The United Nations itself, in a recent report from the Office of the High Commissioner for Human Rights, determined that Venezuela was home to an “increasingly critical human rights situation” that saw “mounting levels of repression of political dissent by national security forces, and increasing stigmatization and persecution of people perceived as opposing the government of President [Nicolas] Maduro.”
That’s not all.
The European Union has imposed sanctions against the country for these same human rights abuses; other nations are mulling travel bans and restrictions, as well as embargoes on oil exports and the freezing of assets.
In other words: Don’t believe the liberals. Venezuela is a mess.
Well, into this mix walks Haley, unwilling to let her U.N. speaking platform slide without raising the points about Venezuela that need addressing — that demand universal, global, collaborative addressing, for that matter. What’s a United Nations for if it can’t stand in solidarity against blatantly wrong human rights abuses, right?
So Haley raises the matter of Venezuela and made her comments during an informal gathering of Security Council players. And she’s immediately vilified. Russia, China, Bolivia and Egypt boycotted the meeting.
Venezuela Ambassador Rafael Ramirez characterized Haley’s gathering as a “hostile act from the United States and an interference that violates the sovereignty” of another member state of the United Nations, as AP noted.
And Russia’s U.N. Ambassador Vassily Nebenzia, just hours before Moscow bailed out Venezuela with a $3.15 billion debt restructuring deal, slammed America for “meddling with the internal domestic affairs” of another country, Reuters reported.
OK. That’s one way of looking at it. But here’s another: Maybe Haley’s bold remarks were a way of addressing a long-running political disgrace that’s been kicked under the carpet for long enough.
Liberals love to love Venezuela, and it’s because of their dreamy-eyed blinders that the truths of socialism often go unreported, underreported, or incorrectly reported. Prior to Maduro, there was authoritarian Hugo Chavez. Chavez died in 2013, but not before leaving a wake of national poverty and corruption in his path — and a fan club of delusional, dreamy-eyed leftists in his clique.
Hollywood’s Sean Penn, for instance, famously bemoaned the death of Chavez and wished the country’s “revolution [would] endure” under Maduro. Jesse Jackson gushed how “Hugo fed the hungry” and “lifted the poor,” and so on and so forth. Michael Moore championed how Chavez took over the country’s privately held oil assets as a means of funding the government — an act that’s known in more honest circles as theft, pure and simple.

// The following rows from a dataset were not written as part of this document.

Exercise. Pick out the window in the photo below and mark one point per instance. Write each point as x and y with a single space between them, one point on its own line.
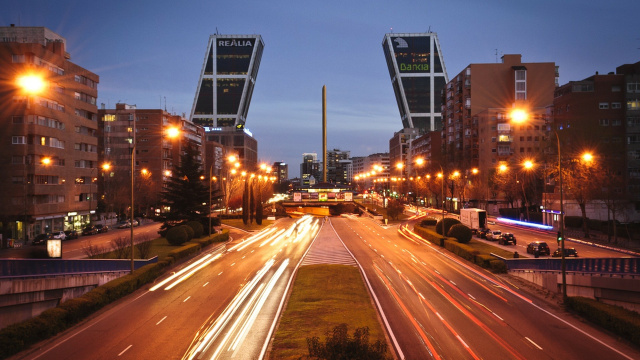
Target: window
633 87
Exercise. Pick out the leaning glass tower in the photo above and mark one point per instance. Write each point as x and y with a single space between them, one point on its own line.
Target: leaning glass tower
226 81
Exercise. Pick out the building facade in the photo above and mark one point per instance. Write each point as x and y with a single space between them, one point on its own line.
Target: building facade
477 103
418 75
156 154
49 142
224 91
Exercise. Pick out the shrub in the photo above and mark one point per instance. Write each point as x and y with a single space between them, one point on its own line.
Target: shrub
461 232
448 223
177 235
339 345
429 222
197 228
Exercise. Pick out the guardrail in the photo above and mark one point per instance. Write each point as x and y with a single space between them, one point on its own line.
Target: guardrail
11 268
594 265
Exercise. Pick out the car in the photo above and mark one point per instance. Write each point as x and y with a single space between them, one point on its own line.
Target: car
127 224
506 239
59 235
40 239
538 248
89 230
482 233
493 235
567 252
71 234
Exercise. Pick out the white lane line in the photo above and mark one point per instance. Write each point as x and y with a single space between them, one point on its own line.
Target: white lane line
534 344
123 351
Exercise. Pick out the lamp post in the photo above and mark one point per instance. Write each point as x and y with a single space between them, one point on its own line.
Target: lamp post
519 115
29 84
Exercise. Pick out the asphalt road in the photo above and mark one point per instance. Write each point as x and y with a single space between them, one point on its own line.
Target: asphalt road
440 307
221 304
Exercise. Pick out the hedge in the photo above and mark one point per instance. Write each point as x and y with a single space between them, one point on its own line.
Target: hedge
622 322
18 337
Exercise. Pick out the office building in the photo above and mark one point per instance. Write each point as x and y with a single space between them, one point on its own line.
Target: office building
224 91
418 76
48 135
477 106
310 172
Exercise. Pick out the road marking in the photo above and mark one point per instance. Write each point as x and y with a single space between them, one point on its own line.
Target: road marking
534 344
123 351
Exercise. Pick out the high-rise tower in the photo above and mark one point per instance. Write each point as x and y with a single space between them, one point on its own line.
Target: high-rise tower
418 76
224 91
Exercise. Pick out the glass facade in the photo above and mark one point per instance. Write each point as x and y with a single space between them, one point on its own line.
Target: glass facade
418 77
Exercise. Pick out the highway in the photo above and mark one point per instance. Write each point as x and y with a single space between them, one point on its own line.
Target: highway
440 307
221 304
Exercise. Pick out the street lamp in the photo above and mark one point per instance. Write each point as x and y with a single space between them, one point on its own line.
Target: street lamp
171 132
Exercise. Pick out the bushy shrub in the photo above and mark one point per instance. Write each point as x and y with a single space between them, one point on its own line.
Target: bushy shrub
177 235
461 232
339 345
448 223
197 228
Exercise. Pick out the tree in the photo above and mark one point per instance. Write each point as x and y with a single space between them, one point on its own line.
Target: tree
186 195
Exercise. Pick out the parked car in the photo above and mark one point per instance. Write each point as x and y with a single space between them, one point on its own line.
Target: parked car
40 239
506 239
59 235
493 235
127 224
538 248
567 252
89 230
71 234
482 233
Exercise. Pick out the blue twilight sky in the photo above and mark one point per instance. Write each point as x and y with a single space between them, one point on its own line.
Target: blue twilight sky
145 51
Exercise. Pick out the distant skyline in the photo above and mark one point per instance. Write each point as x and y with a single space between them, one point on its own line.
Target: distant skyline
150 53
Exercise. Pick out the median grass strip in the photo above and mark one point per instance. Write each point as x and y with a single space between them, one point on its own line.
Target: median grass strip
324 296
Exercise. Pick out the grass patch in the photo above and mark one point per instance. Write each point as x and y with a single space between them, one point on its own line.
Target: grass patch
323 297
237 223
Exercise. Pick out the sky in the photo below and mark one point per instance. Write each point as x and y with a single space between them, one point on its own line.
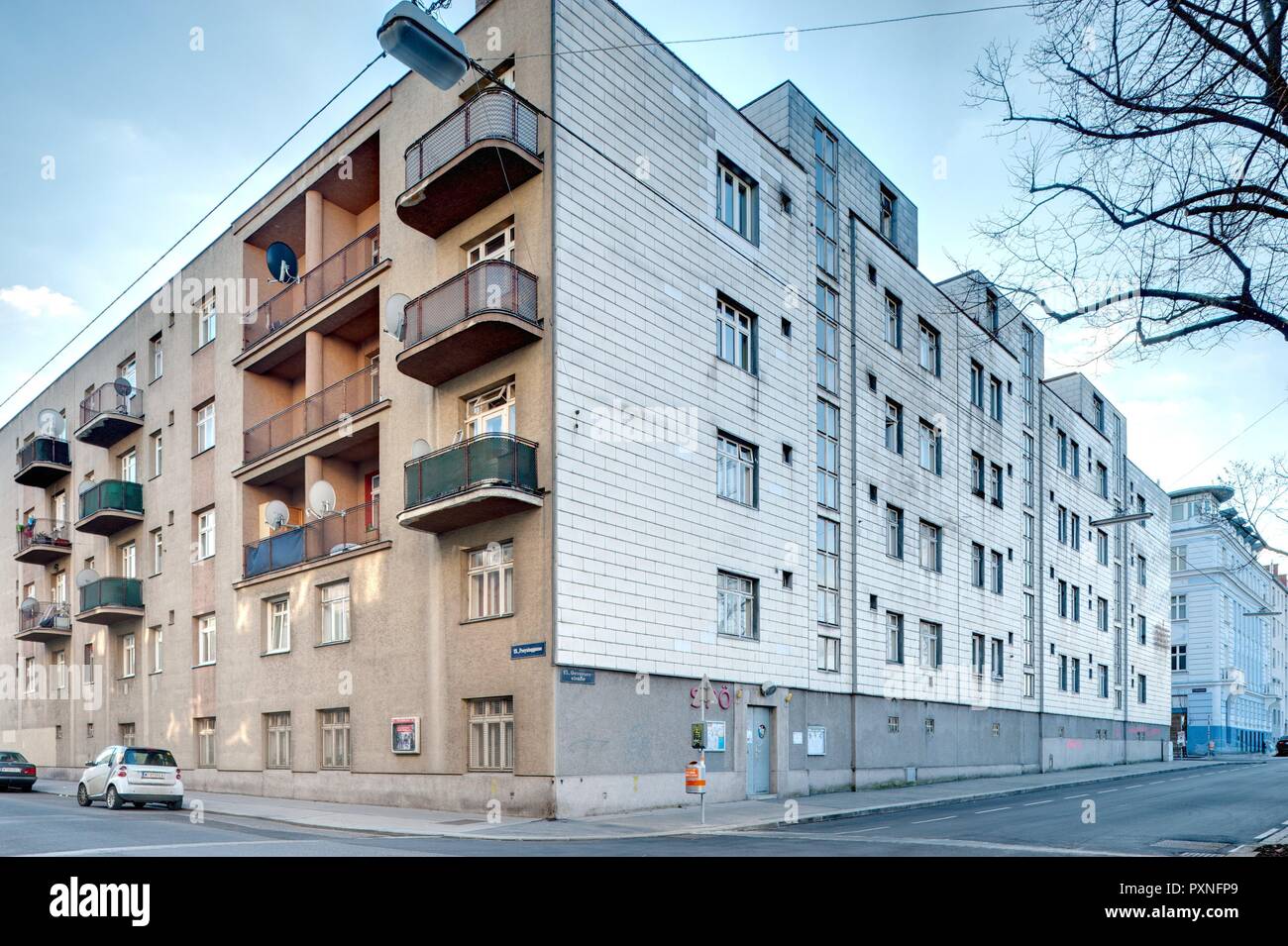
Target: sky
123 124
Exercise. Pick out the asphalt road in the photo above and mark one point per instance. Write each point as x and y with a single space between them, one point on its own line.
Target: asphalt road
1186 812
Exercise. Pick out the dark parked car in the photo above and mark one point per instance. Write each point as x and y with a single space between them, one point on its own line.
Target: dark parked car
16 771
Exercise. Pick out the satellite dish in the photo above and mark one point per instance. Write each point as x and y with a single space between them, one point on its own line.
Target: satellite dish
424 46
275 514
50 422
321 498
395 314
282 263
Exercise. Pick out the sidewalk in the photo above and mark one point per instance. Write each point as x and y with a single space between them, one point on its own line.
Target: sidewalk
725 816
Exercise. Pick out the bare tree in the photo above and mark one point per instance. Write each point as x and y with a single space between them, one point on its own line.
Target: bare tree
1150 149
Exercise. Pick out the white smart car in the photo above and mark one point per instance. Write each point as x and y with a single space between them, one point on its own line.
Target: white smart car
132 774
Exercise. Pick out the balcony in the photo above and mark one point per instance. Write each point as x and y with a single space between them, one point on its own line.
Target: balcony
48 622
322 283
43 461
107 416
110 506
485 477
42 541
329 407
342 532
473 318
111 600
473 158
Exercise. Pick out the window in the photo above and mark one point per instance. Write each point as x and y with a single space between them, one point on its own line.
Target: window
490 580
894 532
335 739
977 654
335 611
888 222
205 534
828 567
828 653
128 656
827 339
735 335
930 546
205 727
894 321
735 470
894 426
277 740
278 626
735 200
927 354
894 637
828 473
931 644
206 322
977 566
928 448
206 640
492 734
205 433
735 606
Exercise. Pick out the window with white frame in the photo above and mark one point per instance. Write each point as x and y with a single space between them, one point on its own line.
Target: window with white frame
492 734
277 742
205 428
335 739
735 606
490 580
735 335
205 640
278 639
735 470
335 611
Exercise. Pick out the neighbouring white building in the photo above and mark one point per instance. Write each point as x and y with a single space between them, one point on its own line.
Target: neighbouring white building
1228 627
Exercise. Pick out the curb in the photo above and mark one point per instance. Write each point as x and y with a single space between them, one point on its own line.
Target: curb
844 813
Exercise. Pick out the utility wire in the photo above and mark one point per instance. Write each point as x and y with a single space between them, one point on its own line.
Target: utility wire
189 231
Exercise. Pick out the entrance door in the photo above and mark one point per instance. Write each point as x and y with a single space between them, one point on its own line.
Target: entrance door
760 729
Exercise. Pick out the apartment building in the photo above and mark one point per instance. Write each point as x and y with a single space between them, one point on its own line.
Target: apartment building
1228 627
561 418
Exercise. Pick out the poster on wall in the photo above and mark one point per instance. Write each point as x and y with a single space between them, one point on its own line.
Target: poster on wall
404 735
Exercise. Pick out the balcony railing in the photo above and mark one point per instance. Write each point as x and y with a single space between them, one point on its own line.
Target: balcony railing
488 286
108 400
492 115
323 280
489 460
46 450
42 533
47 615
346 396
116 495
340 532
112 592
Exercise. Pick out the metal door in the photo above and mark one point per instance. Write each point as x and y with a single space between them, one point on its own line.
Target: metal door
760 730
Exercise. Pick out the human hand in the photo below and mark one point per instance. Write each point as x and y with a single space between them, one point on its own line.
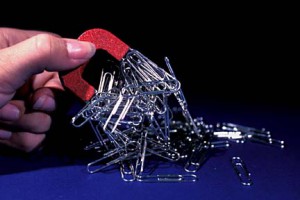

Polite society, it seems, deems blind eyes on Venezuela as the proper way to go.
Haley isn’t playing that. America, land of the free, home of the brave, country of the Constitution and God-given human rights, shouldn’t play that. And neither should the United Nations — not if it wants to remain relevant on a world stage, anyway. Ignoring the Venezuelan problem won’t make it go away.